In quei momenti la generazione ti soccorre. Ti si scopre davanti con una naturalezza disarmante. "Come avevo fatto a non pensarci prima?", ti dici. E' che dopo le prime frasi di solito alzi lo sguardo e vedi gli occhi degli altri (degli altri qualsiasi), e capisci che più o meno ti stanno dicendo "ma cosa vuoi?", "ma perché dici queste cose", "ma chi diavolo sei?", "a che titolo parli a voce alta tu, qui, in questa pizzeria?", "avrai pure un motivo per starci a raccontare tutto questo". Lì ti scopri dentro una catena di generazioni (e ti posizioni dove vuoi o puoi, sia ben chiaro, non ci sono regole). Infatti, quasi non te ne accorgi e stai già dicendo: "Del resto quelli della mia generazione...", e tutti sembrano capire; oppure: "Mica come le giovani generazioni...", e tutti stanno con te o contro di te. Forse non sai bene quale ma alla fine una generazione di riferimento te la trovi.

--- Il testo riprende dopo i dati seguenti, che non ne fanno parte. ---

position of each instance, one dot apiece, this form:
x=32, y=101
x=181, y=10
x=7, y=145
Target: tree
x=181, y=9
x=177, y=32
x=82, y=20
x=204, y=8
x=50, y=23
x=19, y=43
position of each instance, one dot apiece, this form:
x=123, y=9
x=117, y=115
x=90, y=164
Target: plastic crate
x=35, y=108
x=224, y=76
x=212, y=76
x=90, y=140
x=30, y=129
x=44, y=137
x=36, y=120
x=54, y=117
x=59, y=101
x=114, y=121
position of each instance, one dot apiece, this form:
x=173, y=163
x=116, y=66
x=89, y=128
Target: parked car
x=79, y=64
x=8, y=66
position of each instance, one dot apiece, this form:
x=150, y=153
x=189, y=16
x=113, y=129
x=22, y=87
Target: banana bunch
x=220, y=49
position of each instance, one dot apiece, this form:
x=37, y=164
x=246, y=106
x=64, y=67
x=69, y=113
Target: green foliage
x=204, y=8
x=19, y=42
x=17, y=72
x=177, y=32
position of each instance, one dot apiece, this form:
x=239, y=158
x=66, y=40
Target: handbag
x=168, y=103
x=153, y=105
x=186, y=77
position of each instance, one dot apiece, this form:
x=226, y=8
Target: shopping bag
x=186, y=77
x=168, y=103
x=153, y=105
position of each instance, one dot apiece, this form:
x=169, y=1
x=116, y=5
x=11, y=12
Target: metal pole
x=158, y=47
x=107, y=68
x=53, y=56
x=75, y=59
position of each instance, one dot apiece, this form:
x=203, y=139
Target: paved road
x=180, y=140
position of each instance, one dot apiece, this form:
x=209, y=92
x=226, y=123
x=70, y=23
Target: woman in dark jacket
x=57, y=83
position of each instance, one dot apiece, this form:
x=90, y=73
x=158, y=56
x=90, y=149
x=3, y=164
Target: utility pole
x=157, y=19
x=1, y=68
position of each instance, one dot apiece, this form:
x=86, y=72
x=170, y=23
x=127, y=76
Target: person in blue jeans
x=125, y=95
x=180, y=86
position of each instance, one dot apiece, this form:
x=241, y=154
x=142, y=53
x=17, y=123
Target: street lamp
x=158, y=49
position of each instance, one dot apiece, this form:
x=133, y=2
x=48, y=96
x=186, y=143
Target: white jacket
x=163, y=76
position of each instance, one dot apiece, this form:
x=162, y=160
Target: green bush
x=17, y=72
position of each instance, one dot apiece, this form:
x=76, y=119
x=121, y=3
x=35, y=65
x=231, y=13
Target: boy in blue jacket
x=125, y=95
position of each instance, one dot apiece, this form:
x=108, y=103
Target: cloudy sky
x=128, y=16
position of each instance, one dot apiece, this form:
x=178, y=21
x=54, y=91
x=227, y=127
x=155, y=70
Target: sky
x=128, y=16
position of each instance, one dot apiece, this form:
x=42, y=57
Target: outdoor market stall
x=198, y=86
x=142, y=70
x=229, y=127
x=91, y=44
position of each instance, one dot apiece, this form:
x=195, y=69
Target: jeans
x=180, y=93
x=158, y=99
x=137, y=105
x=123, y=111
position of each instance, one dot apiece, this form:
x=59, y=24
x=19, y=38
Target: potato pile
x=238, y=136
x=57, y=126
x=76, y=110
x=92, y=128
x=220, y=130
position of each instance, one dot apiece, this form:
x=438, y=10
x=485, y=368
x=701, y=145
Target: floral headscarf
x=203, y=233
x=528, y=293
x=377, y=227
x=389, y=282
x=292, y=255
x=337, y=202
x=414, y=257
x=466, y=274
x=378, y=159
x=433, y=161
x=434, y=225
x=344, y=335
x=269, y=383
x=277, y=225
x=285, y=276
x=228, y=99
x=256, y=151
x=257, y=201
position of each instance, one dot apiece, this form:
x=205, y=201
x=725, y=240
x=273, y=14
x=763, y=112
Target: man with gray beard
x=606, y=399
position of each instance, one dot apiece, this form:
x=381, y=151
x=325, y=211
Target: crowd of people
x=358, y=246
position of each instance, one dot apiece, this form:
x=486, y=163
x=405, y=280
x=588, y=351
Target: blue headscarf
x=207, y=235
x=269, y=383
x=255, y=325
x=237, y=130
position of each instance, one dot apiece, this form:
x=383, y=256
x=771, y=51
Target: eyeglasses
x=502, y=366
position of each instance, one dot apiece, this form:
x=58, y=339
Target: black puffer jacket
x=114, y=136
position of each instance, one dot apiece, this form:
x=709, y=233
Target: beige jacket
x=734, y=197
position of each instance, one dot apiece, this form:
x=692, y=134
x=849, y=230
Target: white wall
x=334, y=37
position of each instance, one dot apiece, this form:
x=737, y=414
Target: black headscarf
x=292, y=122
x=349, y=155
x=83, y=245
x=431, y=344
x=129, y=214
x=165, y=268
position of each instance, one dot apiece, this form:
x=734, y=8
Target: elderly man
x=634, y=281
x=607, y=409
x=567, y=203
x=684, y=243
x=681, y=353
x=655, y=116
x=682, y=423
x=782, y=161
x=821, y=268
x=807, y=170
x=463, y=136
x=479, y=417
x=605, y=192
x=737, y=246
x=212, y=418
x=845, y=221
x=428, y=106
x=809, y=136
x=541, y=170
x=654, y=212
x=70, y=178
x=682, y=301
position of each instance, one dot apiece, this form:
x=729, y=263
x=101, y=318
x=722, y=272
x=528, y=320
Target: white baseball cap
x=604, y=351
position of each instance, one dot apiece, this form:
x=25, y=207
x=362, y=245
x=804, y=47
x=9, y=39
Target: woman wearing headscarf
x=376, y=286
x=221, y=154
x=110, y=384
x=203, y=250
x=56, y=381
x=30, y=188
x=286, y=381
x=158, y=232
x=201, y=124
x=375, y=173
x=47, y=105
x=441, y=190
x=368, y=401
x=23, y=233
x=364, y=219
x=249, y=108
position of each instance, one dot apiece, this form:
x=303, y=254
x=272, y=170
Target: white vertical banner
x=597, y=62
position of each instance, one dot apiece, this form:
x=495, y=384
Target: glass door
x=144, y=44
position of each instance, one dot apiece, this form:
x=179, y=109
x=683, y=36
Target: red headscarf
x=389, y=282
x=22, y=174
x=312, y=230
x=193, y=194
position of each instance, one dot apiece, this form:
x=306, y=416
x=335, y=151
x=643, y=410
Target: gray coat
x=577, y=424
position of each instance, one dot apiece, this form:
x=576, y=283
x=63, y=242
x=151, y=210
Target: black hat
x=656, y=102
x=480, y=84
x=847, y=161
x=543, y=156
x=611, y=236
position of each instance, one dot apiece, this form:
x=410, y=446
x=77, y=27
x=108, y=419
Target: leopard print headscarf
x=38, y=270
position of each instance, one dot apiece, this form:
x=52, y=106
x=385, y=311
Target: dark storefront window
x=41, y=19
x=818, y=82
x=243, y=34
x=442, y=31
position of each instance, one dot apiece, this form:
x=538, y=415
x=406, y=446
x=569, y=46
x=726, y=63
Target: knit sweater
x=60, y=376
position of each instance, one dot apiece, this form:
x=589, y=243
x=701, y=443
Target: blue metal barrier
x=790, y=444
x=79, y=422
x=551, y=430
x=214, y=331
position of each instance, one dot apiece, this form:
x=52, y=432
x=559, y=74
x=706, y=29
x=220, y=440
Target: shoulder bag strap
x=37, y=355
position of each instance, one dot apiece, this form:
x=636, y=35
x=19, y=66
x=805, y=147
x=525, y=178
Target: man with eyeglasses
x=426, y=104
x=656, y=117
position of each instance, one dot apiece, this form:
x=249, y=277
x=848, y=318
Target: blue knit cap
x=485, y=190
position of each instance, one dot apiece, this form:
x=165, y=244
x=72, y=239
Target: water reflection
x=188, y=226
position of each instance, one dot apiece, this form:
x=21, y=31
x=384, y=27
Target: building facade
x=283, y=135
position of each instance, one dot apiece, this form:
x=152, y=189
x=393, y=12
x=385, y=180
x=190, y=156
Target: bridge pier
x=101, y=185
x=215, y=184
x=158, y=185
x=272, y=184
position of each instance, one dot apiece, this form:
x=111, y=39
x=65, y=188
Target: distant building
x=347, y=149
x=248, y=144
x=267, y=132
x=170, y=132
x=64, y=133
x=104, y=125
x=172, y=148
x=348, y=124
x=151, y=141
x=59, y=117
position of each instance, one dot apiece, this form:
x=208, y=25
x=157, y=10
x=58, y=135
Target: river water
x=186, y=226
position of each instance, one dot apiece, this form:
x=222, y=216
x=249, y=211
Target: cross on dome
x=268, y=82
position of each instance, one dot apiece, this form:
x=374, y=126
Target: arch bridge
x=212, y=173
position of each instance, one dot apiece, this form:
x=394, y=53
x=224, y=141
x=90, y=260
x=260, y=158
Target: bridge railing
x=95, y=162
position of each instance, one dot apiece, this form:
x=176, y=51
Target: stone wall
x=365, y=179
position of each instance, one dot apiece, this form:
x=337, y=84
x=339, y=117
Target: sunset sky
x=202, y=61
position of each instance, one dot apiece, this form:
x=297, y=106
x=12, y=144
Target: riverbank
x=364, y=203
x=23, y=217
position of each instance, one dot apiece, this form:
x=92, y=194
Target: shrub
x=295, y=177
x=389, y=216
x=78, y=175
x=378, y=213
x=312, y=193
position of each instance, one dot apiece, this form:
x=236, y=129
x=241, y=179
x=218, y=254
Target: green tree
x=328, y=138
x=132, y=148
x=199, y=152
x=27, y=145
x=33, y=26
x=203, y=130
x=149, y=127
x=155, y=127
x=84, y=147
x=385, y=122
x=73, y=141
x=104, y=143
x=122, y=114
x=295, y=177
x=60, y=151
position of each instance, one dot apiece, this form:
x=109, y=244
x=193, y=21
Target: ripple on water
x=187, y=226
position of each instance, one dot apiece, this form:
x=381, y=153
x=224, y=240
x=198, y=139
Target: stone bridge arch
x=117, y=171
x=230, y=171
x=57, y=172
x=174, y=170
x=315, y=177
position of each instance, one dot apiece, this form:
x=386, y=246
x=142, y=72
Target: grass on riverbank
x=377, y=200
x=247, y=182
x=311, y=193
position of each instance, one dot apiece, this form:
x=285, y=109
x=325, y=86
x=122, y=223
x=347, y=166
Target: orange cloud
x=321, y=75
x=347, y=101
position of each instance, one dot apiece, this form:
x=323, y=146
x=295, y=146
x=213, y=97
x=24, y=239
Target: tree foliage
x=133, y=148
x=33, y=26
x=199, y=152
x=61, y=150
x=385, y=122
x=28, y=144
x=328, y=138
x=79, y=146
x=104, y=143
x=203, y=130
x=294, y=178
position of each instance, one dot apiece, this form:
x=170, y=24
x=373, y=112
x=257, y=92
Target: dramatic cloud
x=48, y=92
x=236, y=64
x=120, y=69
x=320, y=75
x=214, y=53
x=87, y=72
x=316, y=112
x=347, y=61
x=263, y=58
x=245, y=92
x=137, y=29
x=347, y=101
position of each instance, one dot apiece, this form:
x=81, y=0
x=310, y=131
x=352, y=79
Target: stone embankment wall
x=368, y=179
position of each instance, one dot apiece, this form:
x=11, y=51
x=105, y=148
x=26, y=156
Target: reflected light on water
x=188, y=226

A Modena, per esempio, l'Equipe 84 è un asso nella manica mica da poco. Dovunque ti trovi, trovi uno che a quella generazione lì ci si iscrive subito, che si ricorda il Cantagiro o comunque che si mette volentieri prima o dopo, salta sempre fuori Vasco o il Festivalbar. Alla fine direi che le generazioni fanno simpatia, cioè creano un'atmosfera simpatica, un po' come trovarsi in compagnia in centro alle sette di sera (e qui, per rimanere in campo musicale, ma è solo un esempio, il grande maestro è Red Ronnie, una specie di teorico della generazione come categoria interpretativa e produttiva). Il vero problema, al limite, è se si comincia a parlare della "mia" generazione sotto i vent'anni.



Resta il fatto che usare le generazioni come uno strumento da compagnia, per rallegrare la serata triste o il pomeriggio statico, può essere divertente. Col tempo si può anche diventare dei discreti professionisti. Chi vi scrive quersta noticina, per esempio, si considera un discreto professionista del genere. Dopo anni di studio e di parole a vuoto, per esempio, si può usare la generazione anche come un espediente per spiazzare e lusingare. Se siete a cena con intellettuali, scegliete il nome giusto e uscitevene con una frase del genere, calcando sul "noi", il pronome magico che fa generazione: "Noi del resto siamo quelli che hanno letto Broch dopo la guerra e l'esistenzialismo...". Oppure, se si parla di computer ecc.: "Ma la nostra generazione è ancora quella che si ricorda i primi PC della Texas Instruments, il Basic studiato sui primi manuali...". Nessuno se la sentirà di estraniarsi da colossi come Broch o la Texas Instruments. Nessuno capirà più niente di quello che si dice. Sarà tutto un affastellarsi di nomi un po' a caso, da Sartre ai Vic 20, da Hofmannsthal e Joyce allo Spectrum e l'Amiga. archeologia di una generazione: lo ZX SpectrumTutta un'archeologia disperata nel tentativo di trovare un terreno solido su cui far scendere quella cazzo di generazione che vi siete inventati voi, da cui nessuno vuole rimanere fuori ma in cui nessuno sa come infilarsi. Pensate che bello, tutti fratelli per qualche ora su un pianeta che non esisterà mai, quello di chi "ha letto Broch dopo la guerra e l'esistenzialismo". Ma a questo punto il consiglio è quello di starsene buoni ad ascoltare, perché a riprendere la parola si rischiano solo figure di merda.